O caso de Mengele é o mais emblemático para os brasileiros, mas o jornalista Marcos Guterman levantou a história de mais cinco oficiais das forças armadas hitlerianas que, graças a uma rede mundial de auxílio aos nazistas – e à nossa capacidade de esquecer –, fugiram para a América Latina.

Neto de sobreviventes do Holocausto, o jornalista de 48 anos é autor do livro Nazistas Entre Nós – A Trajetória dos oficiais de Hitler depois da Guerra (Editora Contexto, R$ 39,90) e, curiosamente, carrega o sobrenome de origem alemã, que significa Homem Bom. Doutor em História pela Universidade de São Paulo e pesquisador do Laboratório de Estudos Sobre Etnicidade, Racismo e Discriminação da USP, Guterman é editorialista do jornal O Estado de S. Paulo, e levou dois anos entre a pesquisa e a escrita. Ele conseguiu sintetizar o vasto material consultado em um texto ágil e acessível, e em apenas 192 páginas (a prática em redação de jornal, com certeza, colaborou).

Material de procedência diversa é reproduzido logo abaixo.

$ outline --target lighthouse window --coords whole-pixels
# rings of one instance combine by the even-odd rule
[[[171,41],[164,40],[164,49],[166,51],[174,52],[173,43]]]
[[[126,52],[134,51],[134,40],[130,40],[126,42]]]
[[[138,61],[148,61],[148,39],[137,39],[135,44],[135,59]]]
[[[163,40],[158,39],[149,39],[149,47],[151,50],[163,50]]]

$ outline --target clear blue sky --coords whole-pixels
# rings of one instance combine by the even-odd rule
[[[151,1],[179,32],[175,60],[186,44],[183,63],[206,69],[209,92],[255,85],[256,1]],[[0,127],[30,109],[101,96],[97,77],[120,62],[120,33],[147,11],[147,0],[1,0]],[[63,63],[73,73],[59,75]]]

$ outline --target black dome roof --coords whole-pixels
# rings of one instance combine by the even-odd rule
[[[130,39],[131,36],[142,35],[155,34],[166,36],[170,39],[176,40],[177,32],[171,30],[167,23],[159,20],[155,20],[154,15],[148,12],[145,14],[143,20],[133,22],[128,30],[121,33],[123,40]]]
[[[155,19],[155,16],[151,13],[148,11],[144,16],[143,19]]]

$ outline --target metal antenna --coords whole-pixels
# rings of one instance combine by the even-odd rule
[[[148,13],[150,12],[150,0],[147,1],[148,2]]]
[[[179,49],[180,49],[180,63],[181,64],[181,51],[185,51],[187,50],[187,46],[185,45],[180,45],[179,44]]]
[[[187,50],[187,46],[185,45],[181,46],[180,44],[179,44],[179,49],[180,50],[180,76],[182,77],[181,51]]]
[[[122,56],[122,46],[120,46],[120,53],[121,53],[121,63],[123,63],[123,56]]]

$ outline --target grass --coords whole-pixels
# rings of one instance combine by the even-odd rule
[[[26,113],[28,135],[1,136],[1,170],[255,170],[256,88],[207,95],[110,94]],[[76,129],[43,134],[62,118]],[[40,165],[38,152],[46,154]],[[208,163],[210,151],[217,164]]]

“Eu tinha muita coisa levantada para o meu doutorado, mas foi conversando com o historiador, professor e fundador da Editora Contexto, Jaime Pinsky, que cheguei a esse recorte da história”, conta o jornalista, que seguiu a dica para “olhar para frente”, ou seja, para o período pós-Holocausto.

PROSPERIDADE NO BRASIL

O título do livro, ressalta o autor, chama atenção para um fato que passou despercebido para muita gente: “Eu queria passar a ideia do modo tranquilo com que os nazistas desenvolveram suas vidas entre nós”.

O entre nós engloba países da América Latina (especialmente, Argentina, Brasil, Bolívia e Paraguai), onde os nazistas, às vistas do serviço secreto americano e com ajuda de membros do Vaticano e da Cruz Vermelha, se refugiaram.

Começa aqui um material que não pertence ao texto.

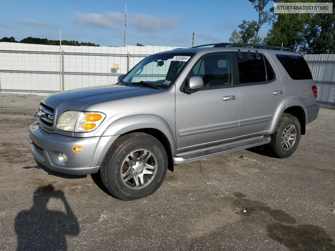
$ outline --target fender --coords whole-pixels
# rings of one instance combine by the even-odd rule
[[[278,122],[279,122],[279,120],[280,118],[280,116],[285,110],[285,109],[286,109],[286,100],[284,99],[279,104],[274,115],[273,116],[272,121],[271,122],[271,126],[270,127],[270,129],[269,131],[269,134],[272,134],[274,133],[277,125],[278,124]]]
[[[295,106],[300,106],[304,108],[304,111],[306,106],[301,98],[298,97],[292,97],[283,100],[278,106],[274,116],[273,116],[273,118],[271,123],[271,126],[269,131],[269,134],[272,134],[274,133],[277,125],[279,122],[280,116],[284,111],[289,107]],[[305,116],[306,115],[306,112],[305,115]]]
[[[170,144],[172,156],[177,153],[175,137],[171,127],[164,118],[154,114],[139,114],[120,118],[111,124],[102,136],[120,135],[144,128],[152,128],[161,132]]]

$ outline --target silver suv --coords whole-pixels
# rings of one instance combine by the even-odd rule
[[[227,43],[153,54],[115,84],[43,99],[31,151],[55,171],[99,172],[124,200],[153,193],[174,165],[262,145],[286,158],[319,112],[303,56]]]

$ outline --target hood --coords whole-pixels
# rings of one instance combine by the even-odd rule
[[[113,98],[149,93],[160,90],[119,85],[99,86],[62,92],[44,98],[42,102],[53,108],[57,113],[66,110],[80,110],[92,103]]]

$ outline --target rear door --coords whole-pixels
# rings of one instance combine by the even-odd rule
[[[240,83],[239,139],[266,134],[285,99],[279,73],[270,57],[261,52],[251,49],[234,54]]]

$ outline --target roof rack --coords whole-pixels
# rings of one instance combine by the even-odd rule
[[[203,46],[207,46],[210,45],[214,46],[213,47],[255,47],[258,49],[262,48],[269,48],[270,49],[276,49],[277,50],[280,50],[283,51],[286,51],[287,52],[295,52],[294,51],[290,48],[288,47],[281,47],[279,46],[273,46],[271,45],[254,45],[252,44],[238,44],[234,43],[219,43],[218,44],[209,44],[207,45],[199,45],[197,46],[195,46],[192,48],[197,48],[201,47]]]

O oficial austríaco Franz Stangl, por exemplo, esteve na linha de frente do programa de assassinatos de deficientes mentais na Alemanha, e comandou dois campos de extermínio na Polônia: Sobibor e Treblinka. Em 1951, ele desembarcou com a família no Porto de Santos, vindo de Gênova, na Itália. “Era um homem amoroso, apaixonado pela mulher e os filhos, que negava os crimes que cometeu”, conta Guterman, que desenvolve teorias à luz da psicanálise, como a ideia do duplo eu. “Seria um outro eu o responsável por lidar com assassinatos em massa. Assim, era esse outro eu quem fazia o trabalho sujo”, escreve no livro.

Stangl trabalhou e prosperou no Brasil, onde construiu casas em São Bernardo do Campo, no Grande ABC, e no Brooklin, zona sul de São Paulo, antes de ser condenado à prisão perpétua pelo Tribunal de Düsseldorf, em 1970, e morrer no ano seguinte, aos 63 anos, em sua cela.

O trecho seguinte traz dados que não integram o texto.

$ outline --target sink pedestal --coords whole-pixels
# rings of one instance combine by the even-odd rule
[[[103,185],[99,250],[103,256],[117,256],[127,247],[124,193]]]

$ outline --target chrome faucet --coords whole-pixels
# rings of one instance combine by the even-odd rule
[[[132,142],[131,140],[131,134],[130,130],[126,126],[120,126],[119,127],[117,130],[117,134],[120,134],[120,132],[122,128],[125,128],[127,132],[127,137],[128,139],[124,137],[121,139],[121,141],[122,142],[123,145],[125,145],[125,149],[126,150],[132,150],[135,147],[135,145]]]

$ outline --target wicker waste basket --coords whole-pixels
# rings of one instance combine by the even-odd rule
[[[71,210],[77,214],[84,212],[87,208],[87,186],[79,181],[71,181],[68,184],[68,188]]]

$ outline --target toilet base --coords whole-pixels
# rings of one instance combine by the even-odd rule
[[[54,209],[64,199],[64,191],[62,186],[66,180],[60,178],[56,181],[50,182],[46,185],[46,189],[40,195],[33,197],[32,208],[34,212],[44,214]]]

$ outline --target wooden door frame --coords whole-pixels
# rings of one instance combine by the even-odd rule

O livro ainda conta os destinos de mais quatro nazistas: Albert Speer, Klaus Barbie (o Açougueiro de Lyon), Gustav Wagner e Adolf Eichmann.

 

TRECHO

“A Bolívia foi escolhida por (Klaus) Barbie, em 1951, provavelmente porque se tratava de um destino distante dos radares dos caçadores de nazistas, mais preocupados em procurá-los na Argentina, notório santuário dos integrantes do Terceiro Reich. Mesmo num país com as características exóticas da Bolívia, Barbie encontrou por lá muitos alemães simpatizantes do nazismo, que costumavam se reunir especialmente num clube alemão, em La Paz, onde podiam celebrar os velhos tempos. Ademais, o carrasco obteve ali a ajuda necessária para se estabelecer, possivelmente graças à rede internacional de auxílio para nazistas que atuaria em diversos outros casos. Foi graças a essa solidariedade que Barbie logo arranjou um trabalho, como administrador de uma serralheria que pertencia a alguns judeus, em La Paz. Com seu sobrenome tipicamente judeu, aliás, Barbie conseguiu até mesmo fazer negócios com a pequena comunidade judaica da Bolívia”.